‘Loving kindness’ will beat the generals




As the events unfolded this week in Rangoon, my mind wandered back to the bedtime stories my great-grandmother told me of a bloody encounter in the 1930s in my native Mandalay. It was between the world-conquering power of the British Raj and the soft power of the world-renouncers, the peaceful and unarmed Buddhist monks and nuns, 17 of whom were mown down. How gallantly they had stood up to the British Raj on behalf of Burma’s poor, she said.

Were she alive today, Granny would recognise the instant crackdown, the baton blows, machinegun bursts, pools of blood, public outrage – and perhaps the downfall of the hated regime.

The involvement of monks in politics goes back to before the colonial era in Burma. Buddhism and its monasteries have for centuries been the catalystic force that mobilised the masses against unjust rulers. Buddhism has deep roots in both rural and urban Burma; it is the bond that unites the main groups: the dominant Burmese, the Shans, the Mons, the Karens and the Arakanese; the monasteries are the meeting places where the rich and the powerful meet the poor and the downtrodden.

Because most monks are drawn primarily not from urban elite families but rather from rural Burma, one of the most likely outcomes of the present “monks power” movement is the political awakening of rural communities that had hitherto remained untapped by the Western-inspired, urban-middle-class, pro-democracy opposition.

This coming together of Burma’s urban and rural communities will be deeply significant. The “Metta (or Loving Kindness) Army” of Buddhist monks that we have seen on our television screens snaking through the city streets have posed the greatest challenge to the Armed Forces since their creation in 1941. And to judge from the relatively low number of casualties since the protests began a month ago – as opposed to 3,000 killed in the 1988 popular uprising against General Ne Win – this revolt has proved itself both potent and pacifying.

The vocation of the Buddhist Order is certainly other-worldly. But in their role as citizens, their agenda is unequivocal: democracy. A protesting monk poignantly summed it up: “I’d rather have democracy for our people than nirvana for myself.” For the monks, democracy will mean the right to change the rulers peacefully and to improve the economic conditions of the people.

Since the bloody crackdown of 1988 the great majority of Burmese people have shifted their attention to other-worldly matters. Their immediate realities teach them to be more mindful of Buddhist teaching: all life is suffering. A cursory look at everyday survival would suffice: poverty, oppression, institutionalised abuse of power, endemic corruption and related moral decay, loss of regional standing as a country, malnutrition, ill-health, ineffectual education, ecological degradation and the wasting of natural resources such as timber, oil and natural gas. That is why, crucially, other local ethnic communities of Christian, Muslim, and other non-Buddhist faiths have thrown in their lot with the monks.

Like the Buddhist order, the rank and file of the Armed Forces is primarily drawn from poor farming communities or urban working classes.

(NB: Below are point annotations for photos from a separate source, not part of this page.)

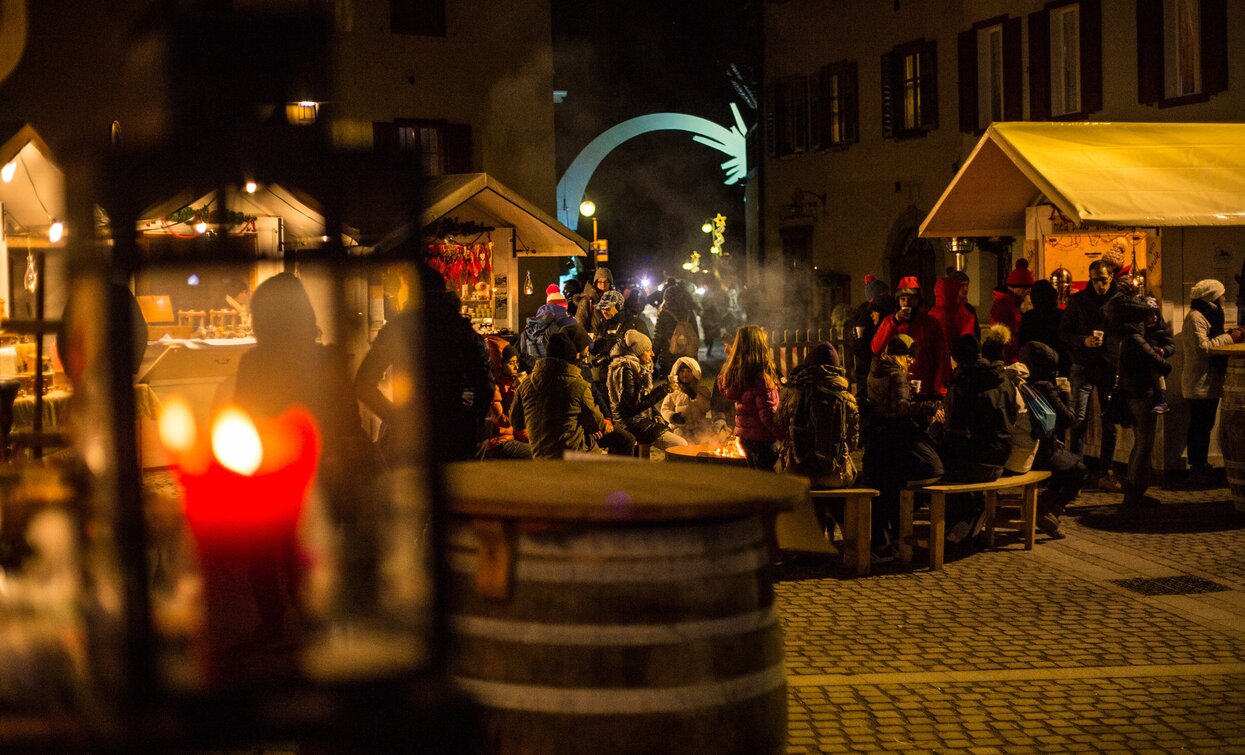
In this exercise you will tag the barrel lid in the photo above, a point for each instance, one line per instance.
(626, 491)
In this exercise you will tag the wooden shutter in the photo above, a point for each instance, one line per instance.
(929, 85)
(888, 95)
(966, 67)
(385, 137)
(1091, 56)
(457, 148)
(1149, 51)
(1214, 46)
(1040, 65)
(1014, 71)
(850, 94)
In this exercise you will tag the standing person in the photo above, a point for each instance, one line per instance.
(1202, 378)
(555, 404)
(1042, 323)
(1142, 364)
(634, 398)
(461, 384)
(1083, 328)
(750, 380)
(676, 333)
(877, 305)
(898, 450)
(1009, 300)
(949, 309)
(930, 365)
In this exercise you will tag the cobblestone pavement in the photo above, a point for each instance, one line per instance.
(1009, 650)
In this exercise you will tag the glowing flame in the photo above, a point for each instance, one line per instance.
(235, 441)
(176, 425)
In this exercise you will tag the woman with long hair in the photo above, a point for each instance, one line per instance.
(751, 380)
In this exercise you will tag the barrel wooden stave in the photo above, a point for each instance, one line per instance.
(656, 638)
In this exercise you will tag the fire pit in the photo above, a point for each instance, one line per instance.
(731, 454)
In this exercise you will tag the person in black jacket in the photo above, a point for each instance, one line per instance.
(1143, 359)
(1042, 323)
(1093, 366)
(1067, 471)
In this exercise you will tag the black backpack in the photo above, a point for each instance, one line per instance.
(534, 339)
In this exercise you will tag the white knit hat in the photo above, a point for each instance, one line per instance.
(1208, 289)
(638, 341)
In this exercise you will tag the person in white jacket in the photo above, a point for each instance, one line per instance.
(686, 408)
(1202, 376)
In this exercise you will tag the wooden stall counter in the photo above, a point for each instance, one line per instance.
(620, 603)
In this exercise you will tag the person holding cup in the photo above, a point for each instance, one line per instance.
(1093, 364)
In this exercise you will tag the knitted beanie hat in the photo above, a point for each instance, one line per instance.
(638, 341)
(1208, 289)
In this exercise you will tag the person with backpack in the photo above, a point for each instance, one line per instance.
(823, 425)
(676, 333)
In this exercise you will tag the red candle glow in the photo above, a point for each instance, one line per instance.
(245, 489)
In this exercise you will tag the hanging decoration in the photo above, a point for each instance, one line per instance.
(462, 263)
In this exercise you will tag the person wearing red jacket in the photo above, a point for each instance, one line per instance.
(950, 310)
(931, 365)
(1006, 309)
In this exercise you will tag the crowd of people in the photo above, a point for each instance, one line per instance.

The greatest tragedy is that the machinegun-toting rural sons in green or grey uniform are shooting and killing their brethren in saffron, brown or orange robes, armed only with Metta Suttra or the prayer for Universal Loving Kindness.

Yet when we hear reports from other protest areas that troops are refusing to fire at their own brethren, one smells a sea change in the institutional culture of the junta’s war machine. This is despite images in the media of the top echelons of the officer corps ostentatiously making Buddhist offerings or paying respect to senior abbots; or the junta’s spin-doctors desperately telling the public that the saffron-robed protesters are “bogus monks” in the service of Western neo-imperialists.

Given Burma’s staunch support from Beijing, with its unquenchable thirst for Burma’s energy resources, as well as the support of the veto-wielding Russia, the international community has so far not been powerful enough to strong-arm the “bogus Buddhists” in power to find a peaceful resolution. But now the monks’ movement has successfully put Burma at the top of the UN agenda.

In the days to come the junta is likely to continue to show restraint and to make sure that people stay at home so it does not have to resort to force. Any shows of greater brutality will persuade China to cooperate more seriously with the West.

No matter how the current crisis on the streets is resolved, one thing is clear. Burma has changed. The public will reject resoundingly any false claims from the junta of “democratisation” when legitimate and peaceful political parties are not allowed to operate freely; or claims of “economic development” when there is no sign of reform. The monks are winning. A new dawn is on the horizon.


Maung Zarni, founder of the Free Burma Coalition and a visiting research fellow at Oxford.


Published in The Times, UK, 29/09/2007.